Speaking for myself, I sometimes use "EU maximization" as shorthand for one of the following concepts, depending on context:
Hmm, I just did a search of my own LW content, and can't actually find any instances of myself doing this, which makes me wonder why I was tempted to type the above. Perhaps what I actually do is if I see someone else mention "EU maximization", I mentally steelman their argument by replacing the concept with one of the three above, if anyone of them would make a sensible substitution.
Do you have any actual examples of anyone talking about EU maximization lately, in connection with AI risk?
I note that EU maximization has this baggage of never strictly preferring a lottery over outcomes to the component outcomes, and you steelmen appear to me to not carry that baggage.
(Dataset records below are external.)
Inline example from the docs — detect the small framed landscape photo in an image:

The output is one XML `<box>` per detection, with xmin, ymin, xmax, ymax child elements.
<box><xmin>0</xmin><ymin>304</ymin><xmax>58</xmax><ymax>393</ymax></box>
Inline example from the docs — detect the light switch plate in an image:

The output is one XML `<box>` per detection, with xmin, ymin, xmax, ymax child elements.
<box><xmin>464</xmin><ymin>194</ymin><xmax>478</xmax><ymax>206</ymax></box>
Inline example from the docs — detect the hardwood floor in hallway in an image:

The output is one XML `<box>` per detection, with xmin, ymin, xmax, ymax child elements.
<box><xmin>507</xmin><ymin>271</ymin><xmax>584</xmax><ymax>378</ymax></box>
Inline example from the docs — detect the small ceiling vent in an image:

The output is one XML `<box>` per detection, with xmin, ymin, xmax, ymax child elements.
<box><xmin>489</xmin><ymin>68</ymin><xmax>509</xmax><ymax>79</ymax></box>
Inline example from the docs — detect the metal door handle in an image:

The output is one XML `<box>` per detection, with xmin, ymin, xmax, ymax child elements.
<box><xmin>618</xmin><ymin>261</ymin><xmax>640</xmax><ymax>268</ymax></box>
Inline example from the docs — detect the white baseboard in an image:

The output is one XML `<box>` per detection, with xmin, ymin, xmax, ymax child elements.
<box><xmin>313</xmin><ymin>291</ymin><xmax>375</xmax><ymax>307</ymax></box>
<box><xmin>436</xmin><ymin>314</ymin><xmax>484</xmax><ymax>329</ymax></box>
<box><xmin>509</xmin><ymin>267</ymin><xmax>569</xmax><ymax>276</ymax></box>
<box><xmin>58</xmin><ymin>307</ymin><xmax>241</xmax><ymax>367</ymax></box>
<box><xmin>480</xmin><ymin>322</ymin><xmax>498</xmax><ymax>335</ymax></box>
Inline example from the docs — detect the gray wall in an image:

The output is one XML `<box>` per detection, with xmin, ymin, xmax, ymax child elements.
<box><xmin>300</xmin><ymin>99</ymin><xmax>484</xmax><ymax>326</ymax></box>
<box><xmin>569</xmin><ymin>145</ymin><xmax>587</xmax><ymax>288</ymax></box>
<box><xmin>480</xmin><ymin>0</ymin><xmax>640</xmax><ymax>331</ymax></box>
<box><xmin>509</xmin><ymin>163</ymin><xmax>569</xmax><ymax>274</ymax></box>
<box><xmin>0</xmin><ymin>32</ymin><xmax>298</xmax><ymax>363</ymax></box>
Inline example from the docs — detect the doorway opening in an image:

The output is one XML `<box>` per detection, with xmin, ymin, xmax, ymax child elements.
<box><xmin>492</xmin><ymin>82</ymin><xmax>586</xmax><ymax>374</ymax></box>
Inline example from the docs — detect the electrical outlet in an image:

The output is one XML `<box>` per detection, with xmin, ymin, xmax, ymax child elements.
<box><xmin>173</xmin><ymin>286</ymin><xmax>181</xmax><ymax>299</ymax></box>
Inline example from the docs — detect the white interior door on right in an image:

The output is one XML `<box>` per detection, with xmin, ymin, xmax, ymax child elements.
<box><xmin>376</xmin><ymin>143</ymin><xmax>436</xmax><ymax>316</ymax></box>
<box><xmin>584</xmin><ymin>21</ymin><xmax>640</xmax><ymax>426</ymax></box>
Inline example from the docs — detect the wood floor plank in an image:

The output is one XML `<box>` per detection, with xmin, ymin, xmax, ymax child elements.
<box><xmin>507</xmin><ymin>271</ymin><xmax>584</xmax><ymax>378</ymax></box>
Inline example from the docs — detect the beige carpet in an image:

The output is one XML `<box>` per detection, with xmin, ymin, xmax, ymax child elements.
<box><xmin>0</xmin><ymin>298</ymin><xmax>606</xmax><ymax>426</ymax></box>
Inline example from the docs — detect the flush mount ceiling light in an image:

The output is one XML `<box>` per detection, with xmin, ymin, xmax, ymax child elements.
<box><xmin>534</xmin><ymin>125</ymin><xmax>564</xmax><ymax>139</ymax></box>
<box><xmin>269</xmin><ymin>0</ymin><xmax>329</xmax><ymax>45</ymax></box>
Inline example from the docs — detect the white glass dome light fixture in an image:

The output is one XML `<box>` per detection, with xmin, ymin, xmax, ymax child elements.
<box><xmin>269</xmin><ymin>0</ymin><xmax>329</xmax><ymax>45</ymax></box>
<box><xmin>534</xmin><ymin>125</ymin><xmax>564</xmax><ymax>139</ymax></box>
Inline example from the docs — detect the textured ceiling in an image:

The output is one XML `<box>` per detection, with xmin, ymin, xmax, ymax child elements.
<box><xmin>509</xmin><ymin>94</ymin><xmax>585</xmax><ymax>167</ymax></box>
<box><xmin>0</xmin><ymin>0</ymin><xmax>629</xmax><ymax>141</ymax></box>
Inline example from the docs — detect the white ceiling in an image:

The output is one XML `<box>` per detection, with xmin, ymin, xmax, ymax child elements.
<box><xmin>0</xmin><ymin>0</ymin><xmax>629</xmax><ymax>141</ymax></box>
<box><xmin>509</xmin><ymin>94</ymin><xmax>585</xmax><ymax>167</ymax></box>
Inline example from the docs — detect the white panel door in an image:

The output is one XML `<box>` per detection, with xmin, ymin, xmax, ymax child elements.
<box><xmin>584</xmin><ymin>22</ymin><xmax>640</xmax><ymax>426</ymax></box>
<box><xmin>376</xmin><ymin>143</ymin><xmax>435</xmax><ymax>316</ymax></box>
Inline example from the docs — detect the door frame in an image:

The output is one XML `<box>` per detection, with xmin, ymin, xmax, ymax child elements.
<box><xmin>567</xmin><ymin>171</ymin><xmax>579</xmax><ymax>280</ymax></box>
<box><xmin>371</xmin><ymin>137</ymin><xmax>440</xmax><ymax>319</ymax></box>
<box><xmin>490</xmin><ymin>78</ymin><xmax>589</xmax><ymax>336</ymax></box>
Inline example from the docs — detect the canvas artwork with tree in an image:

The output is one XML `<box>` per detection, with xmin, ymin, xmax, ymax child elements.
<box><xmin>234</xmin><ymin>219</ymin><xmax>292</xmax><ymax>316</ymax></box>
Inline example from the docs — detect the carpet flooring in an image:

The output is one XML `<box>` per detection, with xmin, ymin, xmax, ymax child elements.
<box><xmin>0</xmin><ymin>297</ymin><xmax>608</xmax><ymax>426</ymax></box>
I think that baggage is actually doing work in some people's reasoning and intuitions.
I parsed the Rob Bensinger tweet I linked in the OP as being about expected utility maximising when I read it, but others have pointed out that wasn't necessarily a fair reading.
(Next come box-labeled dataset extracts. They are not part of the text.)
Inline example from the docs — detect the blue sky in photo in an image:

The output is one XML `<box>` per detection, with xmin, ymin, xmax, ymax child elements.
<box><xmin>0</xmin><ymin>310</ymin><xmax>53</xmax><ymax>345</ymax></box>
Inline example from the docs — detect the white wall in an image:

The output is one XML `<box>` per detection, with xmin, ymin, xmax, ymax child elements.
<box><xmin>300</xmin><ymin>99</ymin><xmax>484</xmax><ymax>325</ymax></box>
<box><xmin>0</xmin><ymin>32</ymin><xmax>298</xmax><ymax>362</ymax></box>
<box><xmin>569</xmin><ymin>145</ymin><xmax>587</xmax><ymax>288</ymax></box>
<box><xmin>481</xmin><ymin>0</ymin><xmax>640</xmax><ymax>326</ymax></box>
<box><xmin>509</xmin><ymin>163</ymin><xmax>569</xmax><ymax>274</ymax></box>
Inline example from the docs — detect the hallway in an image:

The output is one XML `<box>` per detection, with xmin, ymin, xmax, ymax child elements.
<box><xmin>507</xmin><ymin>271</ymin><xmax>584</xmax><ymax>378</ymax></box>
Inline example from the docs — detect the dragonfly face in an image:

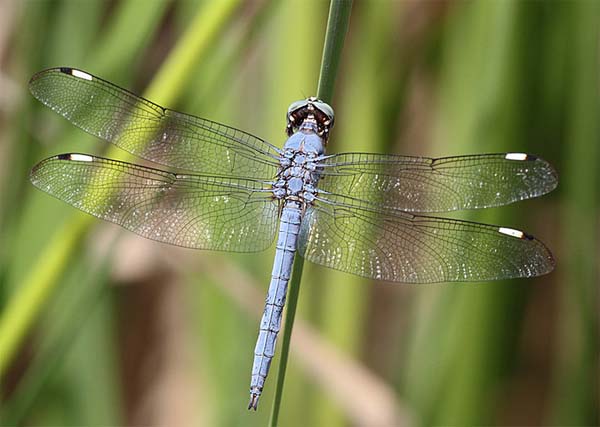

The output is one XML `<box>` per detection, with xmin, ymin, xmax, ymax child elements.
<box><xmin>29</xmin><ymin>68</ymin><xmax>558</xmax><ymax>409</ymax></box>
<box><xmin>286</xmin><ymin>96</ymin><xmax>334</xmax><ymax>140</ymax></box>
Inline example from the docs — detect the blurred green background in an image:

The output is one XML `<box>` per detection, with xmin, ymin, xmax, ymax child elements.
<box><xmin>0</xmin><ymin>0</ymin><xmax>600</xmax><ymax>426</ymax></box>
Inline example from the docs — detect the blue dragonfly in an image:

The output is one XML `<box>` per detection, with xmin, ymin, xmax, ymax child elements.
<box><xmin>29</xmin><ymin>67</ymin><xmax>557</xmax><ymax>410</ymax></box>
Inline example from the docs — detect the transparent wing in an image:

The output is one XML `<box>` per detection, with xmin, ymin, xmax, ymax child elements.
<box><xmin>298</xmin><ymin>202</ymin><xmax>554</xmax><ymax>283</ymax></box>
<box><xmin>31</xmin><ymin>154</ymin><xmax>278</xmax><ymax>252</ymax></box>
<box><xmin>29</xmin><ymin>68</ymin><xmax>278</xmax><ymax>179</ymax></box>
<box><xmin>318</xmin><ymin>153</ymin><xmax>558</xmax><ymax>212</ymax></box>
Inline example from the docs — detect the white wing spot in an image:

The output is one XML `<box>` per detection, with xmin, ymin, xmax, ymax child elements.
<box><xmin>498</xmin><ymin>227</ymin><xmax>525</xmax><ymax>239</ymax></box>
<box><xmin>69</xmin><ymin>154</ymin><xmax>94</xmax><ymax>162</ymax></box>
<box><xmin>71</xmin><ymin>69</ymin><xmax>93</xmax><ymax>81</ymax></box>
<box><xmin>504</xmin><ymin>153</ymin><xmax>529</xmax><ymax>161</ymax></box>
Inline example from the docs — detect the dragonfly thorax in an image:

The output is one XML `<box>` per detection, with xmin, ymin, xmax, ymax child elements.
<box><xmin>273</xmin><ymin>131</ymin><xmax>325</xmax><ymax>203</ymax></box>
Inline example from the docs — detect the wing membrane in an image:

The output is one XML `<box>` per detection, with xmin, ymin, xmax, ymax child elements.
<box><xmin>29</xmin><ymin>68</ymin><xmax>278</xmax><ymax>179</ymax></box>
<box><xmin>319</xmin><ymin>153</ymin><xmax>558</xmax><ymax>212</ymax></box>
<box><xmin>298</xmin><ymin>202</ymin><xmax>554</xmax><ymax>283</ymax></box>
<box><xmin>31</xmin><ymin>154</ymin><xmax>278</xmax><ymax>252</ymax></box>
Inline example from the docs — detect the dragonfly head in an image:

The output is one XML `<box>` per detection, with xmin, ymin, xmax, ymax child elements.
<box><xmin>286</xmin><ymin>96</ymin><xmax>334</xmax><ymax>143</ymax></box>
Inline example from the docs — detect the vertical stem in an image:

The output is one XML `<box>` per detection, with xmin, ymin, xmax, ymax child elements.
<box><xmin>317</xmin><ymin>0</ymin><xmax>352</xmax><ymax>102</ymax></box>
<box><xmin>269</xmin><ymin>0</ymin><xmax>352</xmax><ymax>427</ymax></box>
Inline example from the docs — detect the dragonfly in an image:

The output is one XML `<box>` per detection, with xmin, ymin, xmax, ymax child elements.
<box><xmin>29</xmin><ymin>67</ymin><xmax>558</xmax><ymax>410</ymax></box>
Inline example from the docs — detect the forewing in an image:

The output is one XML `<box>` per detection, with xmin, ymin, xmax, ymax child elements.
<box><xmin>31</xmin><ymin>154</ymin><xmax>278</xmax><ymax>252</ymax></box>
<box><xmin>318</xmin><ymin>153</ymin><xmax>558</xmax><ymax>212</ymax></box>
<box><xmin>298</xmin><ymin>203</ymin><xmax>554</xmax><ymax>283</ymax></box>
<box><xmin>29</xmin><ymin>68</ymin><xmax>278</xmax><ymax>179</ymax></box>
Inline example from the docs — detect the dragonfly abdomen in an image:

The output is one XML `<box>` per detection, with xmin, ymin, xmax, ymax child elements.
<box><xmin>248</xmin><ymin>200</ymin><xmax>302</xmax><ymax>410</ymax></box>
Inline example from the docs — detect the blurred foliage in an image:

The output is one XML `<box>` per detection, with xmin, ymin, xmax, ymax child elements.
<box><xmin>0</xmin><ymin>0</ymin><xmax>600</xmax><ymax>426</ymax></box>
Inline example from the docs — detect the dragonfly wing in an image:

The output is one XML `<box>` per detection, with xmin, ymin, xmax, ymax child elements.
<box><xmin>29</xmin><ymin>68</ymin><xmax>279</xmax><ymax>179</ymax></box>
<box><xmin>298</xmin><ymin>201</ymin><xmax>554</xmax><ymax>283</ymax></box>
<box><xmin>318</xmin><ymin>153</ymin><xmax>558</xmax><ymax>212</ymax></box>
<box><xmin>31</xmin><ymin>154</ymin><xmax>278</xmax><ymax>252</ymax></box>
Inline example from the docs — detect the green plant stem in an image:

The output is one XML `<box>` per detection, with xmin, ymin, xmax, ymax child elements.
<box><xmin>0</xmin><ymin>0</ymin><xmax>240</xmax><ymax>375</ymax></box>
<box><xmin>269</xmin><ymin>0</ymin><xmax>352</xmax><ymax>427</ymax></box>
<box><xmin>317</xmin><ymin>0</ymin><xmax>352</xmax><ymax>102</ymax></box>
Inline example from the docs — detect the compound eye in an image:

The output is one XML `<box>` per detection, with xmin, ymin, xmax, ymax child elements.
<box><xmin>288</xmin><ymin>99</ymin><xmax>308</xmax><ymax>115</ymax></box>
I think it depends on how you define expected utility. I agree that a definition that limits us only to analyzing end-state maximizers that seek some final state of the world is not very useful.
I don't think that for non-trivial AI agents, the utility function should or even can be defined as a simple function over the preferable final state of the world. U:Ω→R
This function does not take into account time and an intermediate set of predicted future states that the agent will possibly have preference over. The agent may have a preference for the final state of the universe but most likely and realistically it won't have that kind of preference except for some special strange cases. There are two reasons:
Any complex agent would likely have a utility function over possible actions that would be equal to the utility function of the set of predicted futures after action A vs the set of predicted futures without action A (or over differences between worlds in those futures). By action I mean possibly a set of smaller actions (hierarchy of actions - e.g. plans, strategies), it might not be atomic. Directly it cannot be easily computable so most likely this would be compressed to a set of important predicted future events on the level of abstraction that the agent cares about, which should constitute future worlds without action A and action A with enough approximation.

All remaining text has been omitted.